The thing had first landed on the Chrysler Building, its dark and glistening body
contrasting sharply with the gleaming deco cathedral. The structure threatened
to collapse under the immense weight as large pieces of the stainless steel
ornamentation peeled away and plummeted nine hundred feet to the pavement where
they crashed into sidewalks and streets and cars. The thing clung to the iconic
spire a moment longer and then it pushed off, scattering what was left of the
beautiful steel and sending the giant antenna down like a mammoth spear thrown
from the heavens. The great wings made a dull roaring with each flap as it soared heavily over the Manhattan rooftops before settling
at the top of the Empire State Building, where it thrust out its tentacled head
and unleashed an unworldly sound, a sound that carried the passage of
dimensions and millennia.
And yet there was no chaotic exodus, no screaming
tumult as New York City’s millions fled the terror that had descended upon
them. An unnatural quiet had seized the city. The world seemed to have gone
dark, and people drifted through it with wide and terrified eyes that saw
nothing. Their faces conveyed terror, not at what was happening around them,
but the terror of battles being fought within their own minds, losing battles
where the stake was sanity itself. The thing lorded over them all, blasting
their senses with its terrible bleating call.
The passage of time had become difficult to calculate,
but soon an ethereal procession marched down Fifth Avenue and
stopped at the base of the Empire State Building. The mindless throng wore hooded robes
and they chanted in unison, “ia! ia! Cthulhu! ia! ia! Cthulhu!”
The thing gave no indication if it heard them or not.
---
For reasons unknown to the two hipsters, Venice was
completely deserted.
“Too much of that Skywalker last night, bro,” one said,
rubbing his eyes. “I think we smoked the world away.”
“Dude, look,” the other one said. There was an open bar
near the corner of Abbot Kinney and Venice Boulevard. They walked in just as
the power died again. The bartender was waxing his mustache and appeared not to
even notice the outage but it came back on after a moment. The TV over the
bar flickered to life, showing the tentacled
creature perched atop the Empire State Building with its great wings folded
around it.
“Occultists believe that the creature you see here is
an ancient entity known as ...,” the reporter looked at his notes again, “... Cthulhu. They
presume that the seismic activity which destroyed much of the Bermuda Islands
was the rising up of the lost city of R’lyeh.”
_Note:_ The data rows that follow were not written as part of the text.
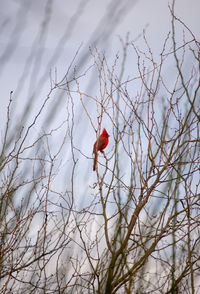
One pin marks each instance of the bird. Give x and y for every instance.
(100, 144)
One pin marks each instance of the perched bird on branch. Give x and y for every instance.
(99, 145)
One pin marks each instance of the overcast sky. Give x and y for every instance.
(39, 36)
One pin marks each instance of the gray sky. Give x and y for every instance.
(35, 30)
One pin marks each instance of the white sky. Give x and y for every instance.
(20, 23)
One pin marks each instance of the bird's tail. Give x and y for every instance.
(95, 160)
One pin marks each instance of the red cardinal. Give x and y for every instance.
(99, 145)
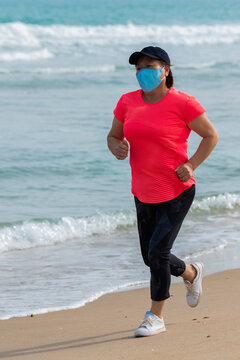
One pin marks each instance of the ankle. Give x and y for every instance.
(190, 273)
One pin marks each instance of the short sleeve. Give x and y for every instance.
(193, 109)
(118, 111)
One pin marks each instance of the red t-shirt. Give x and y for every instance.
(157, 134)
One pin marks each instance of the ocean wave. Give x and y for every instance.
(26, 56)
(60, 70)
(74, 39)
(219, 202)
(36, 233)
(29, 234)
(76, 305)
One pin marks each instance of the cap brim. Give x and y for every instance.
(136, 56)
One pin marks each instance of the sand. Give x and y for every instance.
(103, 329)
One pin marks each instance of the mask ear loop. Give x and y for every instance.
(161, 74)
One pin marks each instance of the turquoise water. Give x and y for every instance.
(67, 216)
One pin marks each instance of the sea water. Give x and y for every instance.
(67, 219)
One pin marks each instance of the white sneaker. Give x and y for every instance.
(151, 325)
(194, 289)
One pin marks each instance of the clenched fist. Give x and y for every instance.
(121, 150)
(184, 171)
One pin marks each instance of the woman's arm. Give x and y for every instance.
(115, 140)
(203, 127)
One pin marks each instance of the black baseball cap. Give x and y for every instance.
(153, 52)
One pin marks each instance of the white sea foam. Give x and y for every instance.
(60, 70)
(57, 39)
(124, 287)
(220, 202)
(33, 234)
(44, 233)
(26, 56)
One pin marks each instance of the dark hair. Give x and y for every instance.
(169, 78)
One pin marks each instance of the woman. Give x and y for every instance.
(157, 120)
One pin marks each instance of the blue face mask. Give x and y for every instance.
(149, 79)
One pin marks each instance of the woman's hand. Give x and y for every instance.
(116, 142)
(121, 150)
(184, 171)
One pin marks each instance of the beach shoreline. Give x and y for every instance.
(104, 328)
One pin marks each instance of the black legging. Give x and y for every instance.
(158, 226)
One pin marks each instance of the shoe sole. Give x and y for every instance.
(153, 333)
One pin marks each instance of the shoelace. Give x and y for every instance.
(147, 321)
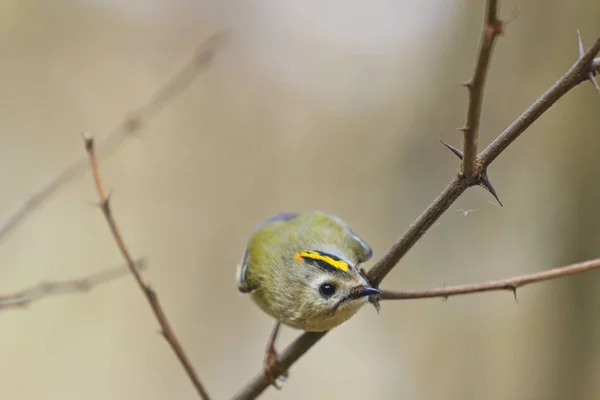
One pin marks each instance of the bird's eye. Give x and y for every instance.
(327, 289)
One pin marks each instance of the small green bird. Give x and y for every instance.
(303, 270)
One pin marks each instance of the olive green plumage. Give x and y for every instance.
(303, 270)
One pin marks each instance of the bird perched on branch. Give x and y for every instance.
(303, 270)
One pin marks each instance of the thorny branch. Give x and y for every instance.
(42, 290)
(511, 284)
(492, 28)
(578, 73)
(148, 292)
(131, 124)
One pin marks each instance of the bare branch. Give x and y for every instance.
(52, 288)
(575, 75)
(511, 284)
(131, 124)
(148, 292)
(492, 28)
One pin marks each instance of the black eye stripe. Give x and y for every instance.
(325, 261)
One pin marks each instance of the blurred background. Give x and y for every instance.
(330, 105)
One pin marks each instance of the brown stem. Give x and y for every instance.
(492, 28)
(576, 74)
(42, 290)
(131, 124)
(148, 292)
(511, 284)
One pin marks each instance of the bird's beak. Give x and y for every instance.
(362, 291)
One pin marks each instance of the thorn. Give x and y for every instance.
(453, 149)
(592, 73)
(513, 288)
(593, 79)
(88, 139)
(375, 301)
(581, 52)
(484, 181)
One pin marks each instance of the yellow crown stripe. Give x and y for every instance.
(315, 255)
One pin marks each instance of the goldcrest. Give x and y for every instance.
(303, 270)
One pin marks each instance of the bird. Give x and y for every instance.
(303, 269)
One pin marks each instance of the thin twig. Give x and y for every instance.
(492, 28)
(148, 292)
(25, 297)
(576, 74)
(131, 124)
(511, 284)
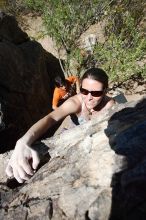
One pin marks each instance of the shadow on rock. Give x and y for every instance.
(127, 137)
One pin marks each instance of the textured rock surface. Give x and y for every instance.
(96, 171)
(26, 81)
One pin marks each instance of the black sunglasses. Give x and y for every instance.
(93, 93)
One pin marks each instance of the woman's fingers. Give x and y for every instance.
(9, 170)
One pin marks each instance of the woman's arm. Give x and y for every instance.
(24, 159)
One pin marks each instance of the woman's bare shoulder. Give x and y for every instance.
(109, 102)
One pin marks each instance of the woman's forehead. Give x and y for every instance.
(92, 84)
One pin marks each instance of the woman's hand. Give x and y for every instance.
(23, 162)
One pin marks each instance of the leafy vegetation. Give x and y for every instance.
(124, 45)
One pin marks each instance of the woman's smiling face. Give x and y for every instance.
(92, 85)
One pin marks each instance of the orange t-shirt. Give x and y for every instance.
(59, 93)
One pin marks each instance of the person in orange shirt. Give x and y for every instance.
(64, 89)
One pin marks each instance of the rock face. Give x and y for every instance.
(96, 171)
(26, 81)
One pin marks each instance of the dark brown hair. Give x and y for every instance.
(96, 74)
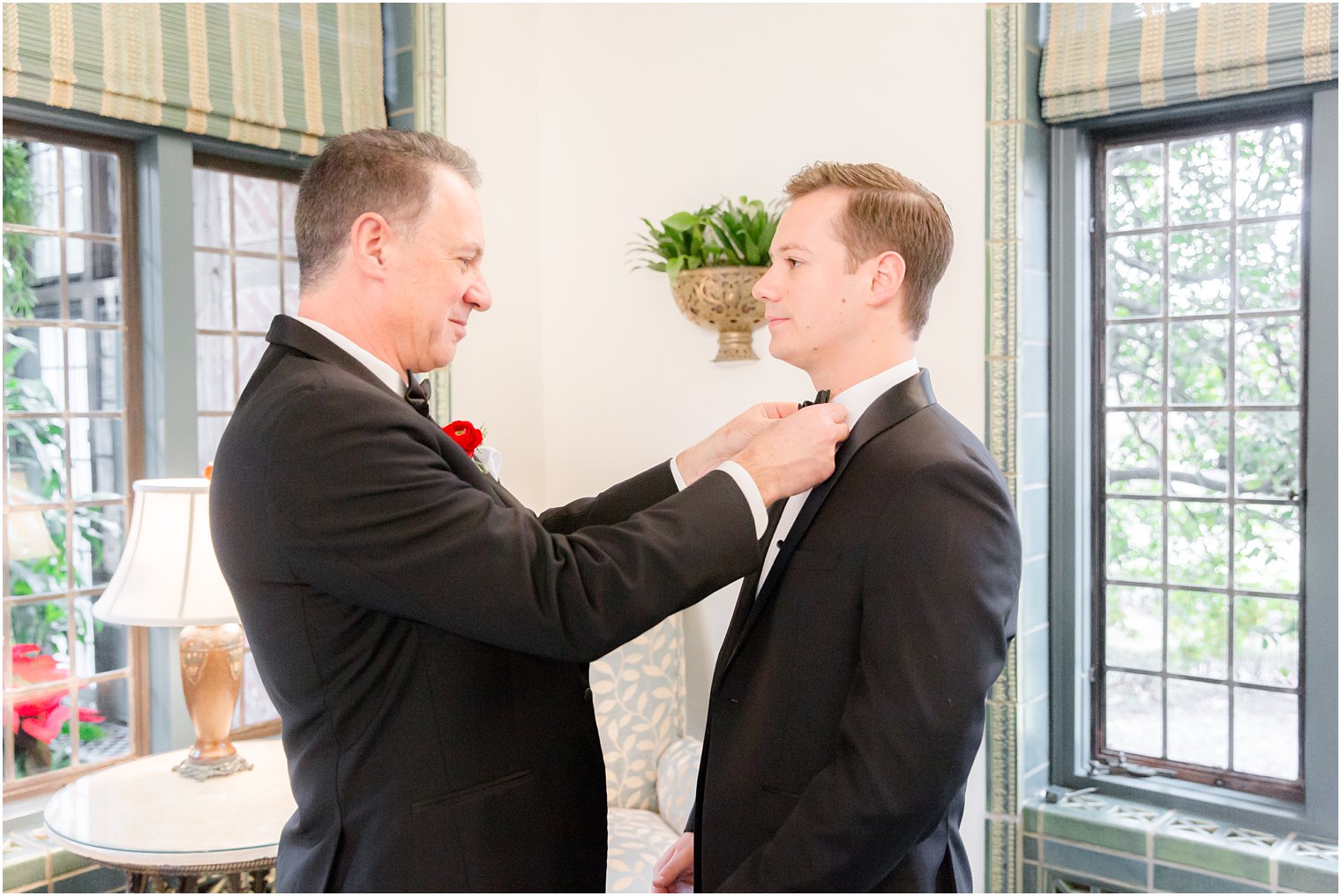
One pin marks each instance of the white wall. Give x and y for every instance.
(585, 118)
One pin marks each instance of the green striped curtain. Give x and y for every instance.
(283, 75)
(1104, 58)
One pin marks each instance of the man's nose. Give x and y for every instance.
(763, 287)
(479, 295)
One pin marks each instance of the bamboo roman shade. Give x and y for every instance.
(283, 75)
(1105, 58)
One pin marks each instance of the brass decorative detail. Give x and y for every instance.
(719, 298)
(211, 675)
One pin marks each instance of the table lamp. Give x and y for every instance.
(168, 576)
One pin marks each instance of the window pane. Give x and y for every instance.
(1199, 453)
(214, 373)
(1199, 633)
(209, 203)
(98, 537)
(105, 722)
(258, 293)
(255, 215)
(1199, 180)
(1266, 733)
(1136, 187)
(1134, 452)
(1266, 641)
(1135, 628)
(288, 200)
(1266, 447)
(208, 432)
(34, 288)
(1136, 363)
(1135, 541)
(1135, 713)
(1199, 271)
(94, 280)
(36, 358)
(1199, 362)
(1269, 265)
(95, 370)
(41, 718)
(1199, 723)
(1270, 170)
(100, 646)
(214, 291)
(1199, 543)
(1266, 556)
(97, 458)
(36, 553)
(93, 192)
(1269, 360)
(1136, 275)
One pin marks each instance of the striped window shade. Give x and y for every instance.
(283, 75)
(1105, 58)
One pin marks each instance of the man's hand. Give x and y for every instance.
(731, 439)
(796, 453)
(673, 872)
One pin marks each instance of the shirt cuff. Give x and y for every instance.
(750, 489)
(678, 479)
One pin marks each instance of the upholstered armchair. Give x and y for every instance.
(650, 766)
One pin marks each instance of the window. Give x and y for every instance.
(245, 274)
(74, 692)
(1198, 481)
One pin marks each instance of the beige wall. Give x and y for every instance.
(587, 118)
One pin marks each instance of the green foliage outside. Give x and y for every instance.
(1220, 362)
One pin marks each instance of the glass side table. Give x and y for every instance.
(168, 832)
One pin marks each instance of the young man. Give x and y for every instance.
(848, 700)
(423, 635)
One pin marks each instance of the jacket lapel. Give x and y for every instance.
(888, 411)
(296, 336)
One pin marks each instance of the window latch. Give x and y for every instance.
(1123, 767)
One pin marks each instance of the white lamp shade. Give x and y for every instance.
(168, 573)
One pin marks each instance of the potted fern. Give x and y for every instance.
(714, 257)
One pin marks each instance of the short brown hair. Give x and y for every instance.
(888, 213)
(388, 172)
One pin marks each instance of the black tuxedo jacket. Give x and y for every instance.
(425, 638)
(848, 700)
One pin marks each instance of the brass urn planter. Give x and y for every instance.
(719, 298)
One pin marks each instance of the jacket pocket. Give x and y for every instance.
(475, 790)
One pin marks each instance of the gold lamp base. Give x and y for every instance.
(211, 675)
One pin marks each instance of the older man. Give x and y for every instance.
(848, 700)
(423, 635)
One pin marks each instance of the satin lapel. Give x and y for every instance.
(889, 409)
(294, 334)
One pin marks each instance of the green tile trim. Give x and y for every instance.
(1220, 849)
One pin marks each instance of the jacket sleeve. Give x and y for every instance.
(614, 504)
(366, 509)
(939, 592)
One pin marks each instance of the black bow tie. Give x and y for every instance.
(419, 393)
(821, 399)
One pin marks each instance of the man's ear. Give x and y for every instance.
(887, 278)
(369, 237)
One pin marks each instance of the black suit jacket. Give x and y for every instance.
(425, 638)
(848, 700)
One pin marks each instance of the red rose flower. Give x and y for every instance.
(41, 716)
(464, 434)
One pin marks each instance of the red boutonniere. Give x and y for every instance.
(464, 434)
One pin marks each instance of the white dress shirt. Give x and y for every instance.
(856, 400)
(394, 381)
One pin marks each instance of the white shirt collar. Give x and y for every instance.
(858, 397)
(393, 378)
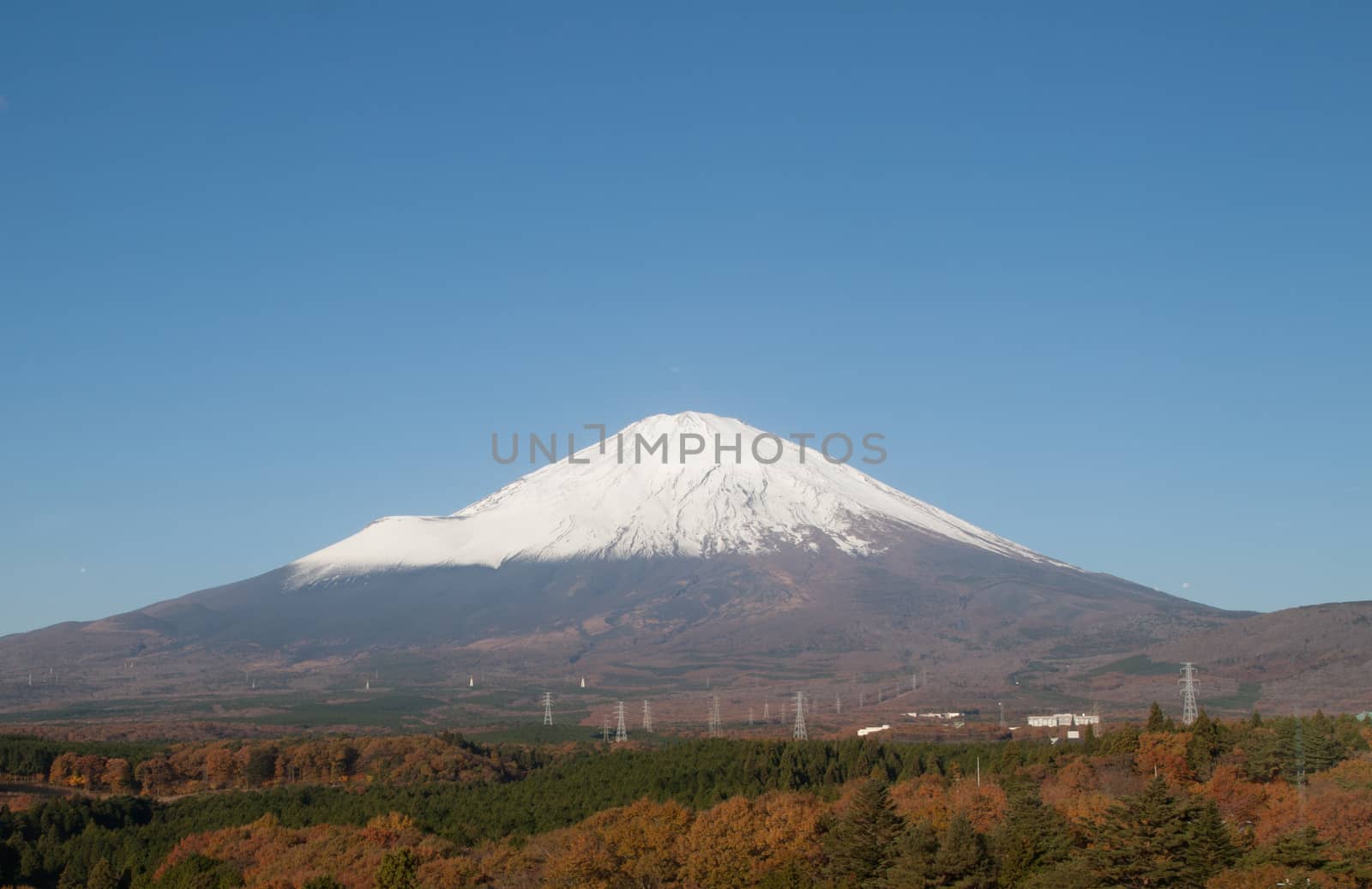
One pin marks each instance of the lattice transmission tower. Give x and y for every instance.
(1188, 683)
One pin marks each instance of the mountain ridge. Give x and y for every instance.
(761, 571)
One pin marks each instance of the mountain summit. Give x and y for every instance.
(689, 484)
(683, 542)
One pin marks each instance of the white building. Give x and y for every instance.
(1053, 720)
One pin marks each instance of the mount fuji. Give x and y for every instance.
(683, 545)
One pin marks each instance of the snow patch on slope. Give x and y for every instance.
(622, 509)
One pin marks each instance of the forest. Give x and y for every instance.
(1261, 802)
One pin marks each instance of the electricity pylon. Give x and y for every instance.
(1188, 693)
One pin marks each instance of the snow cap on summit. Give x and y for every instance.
(720, 486)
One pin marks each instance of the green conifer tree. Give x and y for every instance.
(862, 844)
(1211, 848)
(1145, 843)
(962, 861)
(398, 870)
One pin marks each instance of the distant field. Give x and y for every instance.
(1136, 665)
(1245, 699)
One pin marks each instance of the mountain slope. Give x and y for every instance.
(642, 494)
(653, 566)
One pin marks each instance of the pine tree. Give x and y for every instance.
(1205, 745)
(398, 870)
(1032, 836)
(1211, 848)
(861, 845)
(102, 875)
(1300, 848)
(962, 861)
(1157, 719)
(914, 861)
(1145, 844)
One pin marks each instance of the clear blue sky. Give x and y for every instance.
(1101, 272)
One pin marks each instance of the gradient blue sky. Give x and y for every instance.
(1099, 272)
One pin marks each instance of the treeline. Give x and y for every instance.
(29, 754)
(185, 768)
(521, 792)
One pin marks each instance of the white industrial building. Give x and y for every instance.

“Bro,” one of the hipsters said, “that is not Cthulhu.”
“Why not?”
“R’lyeh is not even in the Atlantic Ocean.”
“Says who?”
“Says Lovecraft, bro. South Pacific. ‘In his house at R’lyeh,
dead Cthulhu lies dreaming.’ Atlantic is out of the question.”
“Dude, Lovecraft was a consumptive hack with a bad case
of paranoia. Not exactly hard evidence.”
The bartender put his tin of moustache wax down on the
bar.
“No one,” he said, “speaks ill of H. P. Lovecraft in my
presence.” He turned his mustachioed gaze to the television. “Still, it does
look like Cthulhu. Hard to argue with a beard of tentacles. Now, what are we
drinking?”
“PBR,” one of the hipsters said. “Draft.” The friend
rolled his eyes.
“Dude, that is very two years ago. Nobody drinks PBR
anymore. Definitely not draft.”
“I know, bro. That’s why I ordered it. It’s so
mainstream it’s ironic again.”
“I’ll have a Narragansett,” the friend said, idly
twisting his beard.
The bar tender gave a noncommittal nod and shuffled
toward a cooler. The TV was now showing a giant dinosaur.
“This just in,” the newscaster said, sounding more
bewildered than anything. “Santa Barbara has been destroyed by a giant ... dinosaur.”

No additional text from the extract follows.